As Trotsky remarked in his criticism of Hilferding and those holding similar views, faith in automatic evolution is the most important and the most characteristic trait of opportunism. If the working class fails to heighten the revolutionary struggle, allowing the bourgeoisie the opportunity to rule the world’s destiny for a long number of years, then assuredly some sort of new equilibrium would be established. After a considerable period of economic recession, a new world division of labour is established in agony, a new epoch of capitalist upswing might perhaps ensue. But Trotsky justifiably points out that reformist conception signifies a very dangerous tendency. This political tendency approaches all the questions on the basis of the presumption that the proletariat has already ceased or will cease to struggle.
Taking into account the simultaneous operation of various factors, one can easily realise how misleading it is to assume that capitalist economy would automatically re-establish equilibrium after each crisis. For, the mechanisms which are necessary to revitalise the workings of capitalism function also as the factors that potentially exacerbate the class struggle. A new period of recovery, for instance, means new investments and measures to increase profitability. As a result, capitalists devote their efforts to increasing labour productivity. In order to ramp up production, which had reached rock-bottom during the periods of crisis and recession, measures are introduced such as de facto extension of the working day or increasing the pressure on workers to work more productive within the same working day. These new conditions intensify exploitation of the working class. They also represent an offensive against workers’ rights that surely has the potential to trigger a working class revolt.
Without suppressing a possible workers’ revolt and a serious wave of strikes, it is impossible for the bourgeoisie to stabilize the economy in the way prescribed on paper by bourgeois economists. Thus, inevitably, life takes us beyond the universe of abstract economic analysis, towards the concreteness of reality, that is, the fields of politics and class struggle. Under capitalism, economic development has never been, and never will be, a process that is automatically shaped by numbers and statistics.

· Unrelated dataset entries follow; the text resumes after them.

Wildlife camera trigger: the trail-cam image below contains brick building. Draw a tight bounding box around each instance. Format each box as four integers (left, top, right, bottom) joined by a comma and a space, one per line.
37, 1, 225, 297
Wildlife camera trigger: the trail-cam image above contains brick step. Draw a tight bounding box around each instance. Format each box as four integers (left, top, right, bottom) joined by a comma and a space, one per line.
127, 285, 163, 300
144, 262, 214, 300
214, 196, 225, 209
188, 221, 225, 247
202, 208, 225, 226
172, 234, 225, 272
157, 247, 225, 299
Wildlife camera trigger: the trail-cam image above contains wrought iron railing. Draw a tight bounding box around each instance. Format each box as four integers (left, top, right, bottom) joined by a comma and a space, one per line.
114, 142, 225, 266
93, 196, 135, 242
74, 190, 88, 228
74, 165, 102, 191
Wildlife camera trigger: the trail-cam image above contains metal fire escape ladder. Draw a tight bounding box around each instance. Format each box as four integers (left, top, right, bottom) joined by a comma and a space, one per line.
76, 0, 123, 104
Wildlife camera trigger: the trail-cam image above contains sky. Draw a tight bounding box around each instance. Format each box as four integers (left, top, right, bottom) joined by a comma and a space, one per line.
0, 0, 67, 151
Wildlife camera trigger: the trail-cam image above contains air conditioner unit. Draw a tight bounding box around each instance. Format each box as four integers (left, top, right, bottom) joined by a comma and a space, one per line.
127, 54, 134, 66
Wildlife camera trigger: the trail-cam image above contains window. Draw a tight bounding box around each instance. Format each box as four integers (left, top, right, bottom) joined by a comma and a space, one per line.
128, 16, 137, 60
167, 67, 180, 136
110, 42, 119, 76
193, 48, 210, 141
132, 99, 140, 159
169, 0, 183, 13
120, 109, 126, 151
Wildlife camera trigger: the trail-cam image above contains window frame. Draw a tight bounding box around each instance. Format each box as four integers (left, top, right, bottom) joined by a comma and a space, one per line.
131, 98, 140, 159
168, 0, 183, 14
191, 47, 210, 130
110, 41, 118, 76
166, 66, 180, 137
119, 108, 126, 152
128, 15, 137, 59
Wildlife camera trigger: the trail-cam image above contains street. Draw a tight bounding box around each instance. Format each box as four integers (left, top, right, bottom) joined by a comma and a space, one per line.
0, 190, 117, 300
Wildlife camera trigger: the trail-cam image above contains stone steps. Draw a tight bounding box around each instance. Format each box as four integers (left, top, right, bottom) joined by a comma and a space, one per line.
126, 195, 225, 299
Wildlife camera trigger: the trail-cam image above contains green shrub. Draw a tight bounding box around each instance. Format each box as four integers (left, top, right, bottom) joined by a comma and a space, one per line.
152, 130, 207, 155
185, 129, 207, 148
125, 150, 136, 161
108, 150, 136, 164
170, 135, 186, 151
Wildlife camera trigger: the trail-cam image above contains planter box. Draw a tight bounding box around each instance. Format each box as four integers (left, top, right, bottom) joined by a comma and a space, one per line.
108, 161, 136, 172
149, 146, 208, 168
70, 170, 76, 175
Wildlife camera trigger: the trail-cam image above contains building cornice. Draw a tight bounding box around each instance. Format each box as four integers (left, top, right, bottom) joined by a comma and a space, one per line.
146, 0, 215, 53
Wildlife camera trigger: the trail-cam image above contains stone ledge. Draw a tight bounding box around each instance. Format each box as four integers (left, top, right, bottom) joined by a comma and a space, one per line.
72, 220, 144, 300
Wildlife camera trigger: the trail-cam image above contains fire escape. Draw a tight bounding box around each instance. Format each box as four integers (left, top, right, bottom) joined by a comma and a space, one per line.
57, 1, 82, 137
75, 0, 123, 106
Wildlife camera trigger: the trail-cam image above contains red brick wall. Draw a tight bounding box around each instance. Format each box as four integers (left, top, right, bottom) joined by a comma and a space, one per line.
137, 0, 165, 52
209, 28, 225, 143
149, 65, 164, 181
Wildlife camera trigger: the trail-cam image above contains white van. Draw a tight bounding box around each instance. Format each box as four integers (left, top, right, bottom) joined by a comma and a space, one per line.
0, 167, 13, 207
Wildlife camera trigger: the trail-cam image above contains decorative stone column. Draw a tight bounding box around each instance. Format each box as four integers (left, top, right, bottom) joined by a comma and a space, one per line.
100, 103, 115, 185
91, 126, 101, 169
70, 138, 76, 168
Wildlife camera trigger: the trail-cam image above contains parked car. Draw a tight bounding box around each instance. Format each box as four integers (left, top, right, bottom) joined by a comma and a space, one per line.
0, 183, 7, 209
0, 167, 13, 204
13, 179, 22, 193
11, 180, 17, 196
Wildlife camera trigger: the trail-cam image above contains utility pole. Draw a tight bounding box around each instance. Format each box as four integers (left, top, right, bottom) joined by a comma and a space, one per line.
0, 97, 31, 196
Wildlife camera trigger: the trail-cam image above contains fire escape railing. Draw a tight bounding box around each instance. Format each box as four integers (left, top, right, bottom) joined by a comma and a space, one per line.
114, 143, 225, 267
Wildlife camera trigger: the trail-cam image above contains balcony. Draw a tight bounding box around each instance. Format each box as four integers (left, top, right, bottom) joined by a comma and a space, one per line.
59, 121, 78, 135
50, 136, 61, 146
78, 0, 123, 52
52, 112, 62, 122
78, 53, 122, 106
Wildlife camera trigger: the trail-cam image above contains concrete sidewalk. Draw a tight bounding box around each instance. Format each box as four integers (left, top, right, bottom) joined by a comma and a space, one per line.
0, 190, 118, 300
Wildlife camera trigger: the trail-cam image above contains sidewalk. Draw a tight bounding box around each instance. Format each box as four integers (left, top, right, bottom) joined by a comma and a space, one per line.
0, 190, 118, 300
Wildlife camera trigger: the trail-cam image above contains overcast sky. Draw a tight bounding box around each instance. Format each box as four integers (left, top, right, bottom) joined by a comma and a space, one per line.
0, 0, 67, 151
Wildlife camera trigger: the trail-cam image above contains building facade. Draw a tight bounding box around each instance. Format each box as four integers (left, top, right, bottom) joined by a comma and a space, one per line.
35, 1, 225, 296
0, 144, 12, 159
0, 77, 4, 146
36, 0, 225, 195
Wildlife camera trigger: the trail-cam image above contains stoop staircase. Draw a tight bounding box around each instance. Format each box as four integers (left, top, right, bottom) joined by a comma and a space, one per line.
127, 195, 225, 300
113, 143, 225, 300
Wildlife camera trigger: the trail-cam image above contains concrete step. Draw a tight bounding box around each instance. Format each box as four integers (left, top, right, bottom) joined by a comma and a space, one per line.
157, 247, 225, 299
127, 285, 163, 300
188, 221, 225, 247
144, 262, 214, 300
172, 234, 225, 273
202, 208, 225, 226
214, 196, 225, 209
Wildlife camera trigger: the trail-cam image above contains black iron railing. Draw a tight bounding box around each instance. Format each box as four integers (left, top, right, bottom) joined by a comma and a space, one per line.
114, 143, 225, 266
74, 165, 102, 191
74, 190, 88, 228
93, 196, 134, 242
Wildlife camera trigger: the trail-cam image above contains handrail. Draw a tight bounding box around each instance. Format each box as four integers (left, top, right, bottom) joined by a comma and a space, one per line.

It is in no way reconcilable with revolutionary Marxism to adopt a pacifist attitude that overlooks the role of class struggle as if the eventual outcome is a foregone conclusion produced by mere economic conditions. The task ahead of the revolutionary vanguard forces of the proletariat is to identify the characteristics of the ongoing period and to put into practice the tactics necessitated by concrete conditions. As with any kind of battle, there is no other way to know in advance the final outcome in class struggle than to fight tooth and nail to the very end. Take, for instance, the fervent and protracted kind of militant strikes that break out under conditions of economic crisis. Is it possible to anticipate what kind of developments they will lead to? Or suppose that capitalist economy enters a new phase of recovery. Would it be correct to say that it will automatically trigger an upsurge (or a decline) in militant working class struggle?